I always give Liam extra time in the morning while getting ready to go to school. Just in case. This morning, I was seconds away from missing the school bus again.
How did I resolve the crisis this morning? First, I tried to reason with him. I told him it is still too cold outside. He would get cold without it, and wearing only a tee-shirt would not be enough. That tactic did not work this morning. Liam has little awareness to the sensation of cold weather. He frequently removes his hat and gloves, and unzips his coat while playing outside. Unless we move to a warmer climate, this issue will remain ongoing.
I moved on to tactic number two. I negotiated. I would let him wear his favorite batman t-shirt if agreed to keep the sweatshirt on. He folded his arms in anger and said “No”. OK, I thought, this is not going well. By this time, he was lying down on the floor, refusing to move. Trying to stay calm during this event can be frustrating. I took deep breaths, and tried again.
I finally hit the jack pot with tactic number three. I got down on the floor with him, and massaged his back. Putting pressure on his body is an excellent trick that his Occupational Therapist taught me. When Liam receives pressure on his body, it instantly calms and relaxes him. Now that I finally had him in this state, I started to reason with him once again. I told him how nice, and soft, and warm the sweater would feel on him. I rubbed the cotton on his face to show him how fluffy the material was. In his relaxed state, he was receptive to my advice. He finally put the sweatshirt on.
This is just one example of a typical morning. It does not always have this type of happy ending. There are some mornings when Liam yells and screams all the way to the bus stop. Hats and gloves get thrown to the ground. His coat also has the potential to end up there also. On those mornings, I find myself chasing him down the street, and begging him to put them back on. Some days, he won’t. On those days, I shove them in his school bag and hope for the best.
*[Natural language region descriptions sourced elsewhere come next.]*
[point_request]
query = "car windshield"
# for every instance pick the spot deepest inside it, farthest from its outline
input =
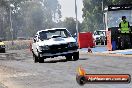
(44, 35)
(114, 17)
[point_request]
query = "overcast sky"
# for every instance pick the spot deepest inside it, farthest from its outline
(68, 8)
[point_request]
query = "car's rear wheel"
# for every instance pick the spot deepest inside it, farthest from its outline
(75, 56)
(68, 57)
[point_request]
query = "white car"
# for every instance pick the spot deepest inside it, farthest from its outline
(54, 42)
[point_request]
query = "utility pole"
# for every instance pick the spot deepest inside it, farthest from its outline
(76, 17)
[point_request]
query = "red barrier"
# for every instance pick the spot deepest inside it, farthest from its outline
(85, 40)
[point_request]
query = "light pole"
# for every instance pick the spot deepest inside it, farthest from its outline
(76, 17)
(11, 29)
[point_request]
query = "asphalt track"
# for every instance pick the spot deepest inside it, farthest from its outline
(17, 70)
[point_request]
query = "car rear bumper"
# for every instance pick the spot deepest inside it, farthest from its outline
(57, 54)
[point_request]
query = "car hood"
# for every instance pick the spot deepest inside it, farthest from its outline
(56, 41)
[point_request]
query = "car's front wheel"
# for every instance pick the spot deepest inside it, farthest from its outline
(75, 56)
(35, 58)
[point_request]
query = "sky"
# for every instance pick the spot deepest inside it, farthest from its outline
(68, 8)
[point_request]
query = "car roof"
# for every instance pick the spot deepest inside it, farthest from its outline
(51, 29)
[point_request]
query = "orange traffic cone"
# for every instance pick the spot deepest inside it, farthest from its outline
(89, 50)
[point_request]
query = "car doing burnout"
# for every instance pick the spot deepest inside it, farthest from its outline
(2, 47)
(54, 42)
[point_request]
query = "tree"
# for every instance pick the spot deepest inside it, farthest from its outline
(29, 16)
(93, 14)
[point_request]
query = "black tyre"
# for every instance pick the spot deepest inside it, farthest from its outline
(35, 58)
(68, 57)
(75, 56)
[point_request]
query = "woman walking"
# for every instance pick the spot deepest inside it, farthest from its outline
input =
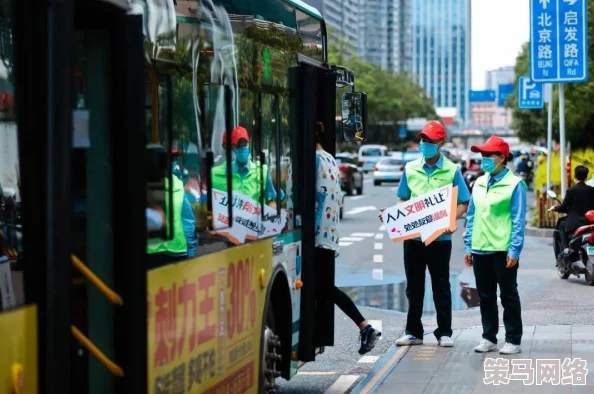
(494, 239)
(326, 247)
I look around me, and hope no one is around to witness this.
Everyday is different, and we face new triggers almost daily. Tricks that work one day, may not work the following day. I am thankful that we are followed by a wonderful team of professionals that work very hard with Liam and I. They constantly give me new tricks, and tips to help Liam with his issues with sensations.
Now, it is the waiting game. Will Liam come home wearing his sweater tonight?